You are flipping through an old notebook, searching for an answer you once had. You are trying to remember something brilliant you once wrote down in your undergraduate Queer Studies class. Skimming through your grubby notes reminds you that once, in your lifetime, you were amazing. You don’t even remember what you’re looking for, but the nostalgia bug has bitten, and its reverie venom is coursing through your veins. The notebook’s cover has patches of dirt where your fingers used to rest while holding it in class. It lives, with its notebook brothers, in a box rotting in the back of your closet. This box has come with you to three cities and two states, for whatever reason. Flipping through the worn pages of the heavy moleskin, you turn to a page you haven’t visited in a while.
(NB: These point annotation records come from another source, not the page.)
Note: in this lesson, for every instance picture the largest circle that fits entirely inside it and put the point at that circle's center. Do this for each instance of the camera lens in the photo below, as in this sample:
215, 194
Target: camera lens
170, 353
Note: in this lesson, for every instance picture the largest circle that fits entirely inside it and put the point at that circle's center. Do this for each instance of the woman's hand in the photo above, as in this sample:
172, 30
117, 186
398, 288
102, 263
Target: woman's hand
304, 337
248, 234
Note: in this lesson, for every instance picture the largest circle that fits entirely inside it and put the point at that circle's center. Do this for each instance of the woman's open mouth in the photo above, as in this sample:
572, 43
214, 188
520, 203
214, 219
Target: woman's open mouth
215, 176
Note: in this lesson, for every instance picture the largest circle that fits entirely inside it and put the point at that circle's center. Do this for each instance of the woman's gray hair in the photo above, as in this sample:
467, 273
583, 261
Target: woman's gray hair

Sitting down on your dusty hardwood floors, you stare at a doodle you once drew. Doodles were always a coping mechanism for you. You always had something to say, but when the time came to speak, your words became a car crash. Words piled up on one another, fender-bending into a conglomerate of words you meant to say but couldn’t articulate. Doodles were a way for you to calm your overactive mind, to slow down and pace through your orating professor’s lecture. You would apologize profusely for not being able to speak and would say half of what you meant to share, always wanting to say more but being too nervous to do so. Missing opportunities to share your greatness was a skill you didn’t know you would pick up in college.
The doodle your eyes fixated on is of a baseball player, faceless, swinging a bat. You can tell it’s a baseball player because, at that time in your life, you would put baseball hats on all your stick figures. While you only ever did T-Ball, A League of Their Own shaped you as a young feminist. Often, when upset about something, you would whisper to yourself there’s no crying in baseball.
Towards the corner of the paper, a ball is also drawn. Cross-hatched in small stressful lines, the ball occupies the dog-eared corner abused by backpacks full of uneaten lunch, too-full water bottles, and broken pencils. There is no diamond, no dugout, and no pitcher. The batter lives on and in the margins, accompanied by frantic question marks and nervous dots. The ball has no direction, no lines indicating it is soaring through the page.
You stare long enough that the lines of your paper begin to blur, and your sketch begins to pulsate. Your eyes are cemented in their gaze, and you can’t blink. You understand that time is passing, but it doesn’t matter.
You try to remember what life was like when you drew this baseball player. How stressful and chaotic your life was, how paralyzed you were with your feelings. How you were unable to cope with anything, as your prefrontal cortex wasn’t formed quite yet. How you missed the days where you didn’t have to think about your future, and you could read books and fantasize about the books you’ll write someday. You realize you’re in a trap of nostalgia, even worse than reverie.
And then a thought begins to form: What a pitiful existence. Forever stuck in this forgotten notebook. Why do you swing? Why do you still grip the bat?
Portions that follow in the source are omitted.